Abría la marcha un piquete de Infantería del Provincial de Murcia, después otro de Caballería del Regimiento tercero de Ligeros, los alguaciles mayores a caballo y los menores a pie; luego todo el Ayuntamiento con ricos uniformes y su alcalde Mayor, don José Enjuto, a caballo y cerrando las marchas las compañías del mismo regimiento de infantería y todo el de caballería.

Al llegar a la plaza de Santo Domingo, en donde se colocó un magnifico tablado, subieron a él los señores regidores, porteros y reyes de armas. Colocados todos en sus respectivos sitios y leída en alta voz la Real Cédula de S.M. la Reina Gobernadora, doña María Cristina de Borbón, en que mandaba levantar pendones por la reina doña Isabel, uno de los reyes de armas, don Pedro Escusa, pidió en alta voz silencio por tres veces.

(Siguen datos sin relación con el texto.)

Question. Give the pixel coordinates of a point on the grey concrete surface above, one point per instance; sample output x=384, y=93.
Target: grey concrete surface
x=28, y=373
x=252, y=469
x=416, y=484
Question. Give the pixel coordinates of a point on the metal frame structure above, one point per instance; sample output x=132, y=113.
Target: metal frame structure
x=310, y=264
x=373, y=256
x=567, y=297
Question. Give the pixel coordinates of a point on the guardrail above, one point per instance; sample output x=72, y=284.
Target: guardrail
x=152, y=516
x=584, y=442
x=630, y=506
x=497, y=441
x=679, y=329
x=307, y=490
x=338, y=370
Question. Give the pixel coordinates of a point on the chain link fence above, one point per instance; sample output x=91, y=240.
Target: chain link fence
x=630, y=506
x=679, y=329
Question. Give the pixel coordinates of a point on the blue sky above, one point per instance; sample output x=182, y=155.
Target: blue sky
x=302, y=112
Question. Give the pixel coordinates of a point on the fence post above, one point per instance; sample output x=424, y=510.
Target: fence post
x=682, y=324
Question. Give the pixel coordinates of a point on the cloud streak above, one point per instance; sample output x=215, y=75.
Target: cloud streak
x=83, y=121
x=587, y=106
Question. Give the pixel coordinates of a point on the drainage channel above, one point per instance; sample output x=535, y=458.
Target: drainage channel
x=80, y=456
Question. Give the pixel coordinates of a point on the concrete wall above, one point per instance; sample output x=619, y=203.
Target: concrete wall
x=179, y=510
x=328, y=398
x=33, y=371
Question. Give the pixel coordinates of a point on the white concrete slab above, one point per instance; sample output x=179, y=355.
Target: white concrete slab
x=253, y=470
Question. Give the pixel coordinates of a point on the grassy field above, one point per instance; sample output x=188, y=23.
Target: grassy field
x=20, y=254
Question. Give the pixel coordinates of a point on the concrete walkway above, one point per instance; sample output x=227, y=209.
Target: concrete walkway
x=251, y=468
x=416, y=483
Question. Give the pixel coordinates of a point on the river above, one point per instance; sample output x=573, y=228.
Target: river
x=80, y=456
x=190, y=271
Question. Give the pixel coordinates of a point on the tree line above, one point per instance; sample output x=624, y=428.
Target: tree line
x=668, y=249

Hecho este repitió por otras tres veces el «oíd» y a continuación gritó «Murcia por la Reina doña Isabel Segunda».

Dichas estas palabras, don Luis Zarandona y Fontes, alférez de la ciudad, enarboló el estandarte Real por tres veces, haciendo lo mismo en los cuatro ángulos del tablado, repitiendo incesantes vivas a la reina doña Isabel y a su augusta Madre la Reina Gobernadora. Acabado el solemne acto repicaron las campanas de Santo Domingo y la Catedral.

Después lo hicieron todos los campanarios de la ciudad y ermitas de la huerta. En los balcones de los religiosos de Santo Domingo estaban desplegados y colocados los pendones de los gremios, los que se enarbolaron al mismo tiempo que el estandarte Real. Concluido tan solemne acto marchó la comitiva desde allí hasta la plaza Real del Arenal. Hubo repique de campanas y música en la Glorieta al pie de la estatua que la ciudad tiene levantada a su Majestad don Fernando VII (hoy ya no existe como sabrá el lector).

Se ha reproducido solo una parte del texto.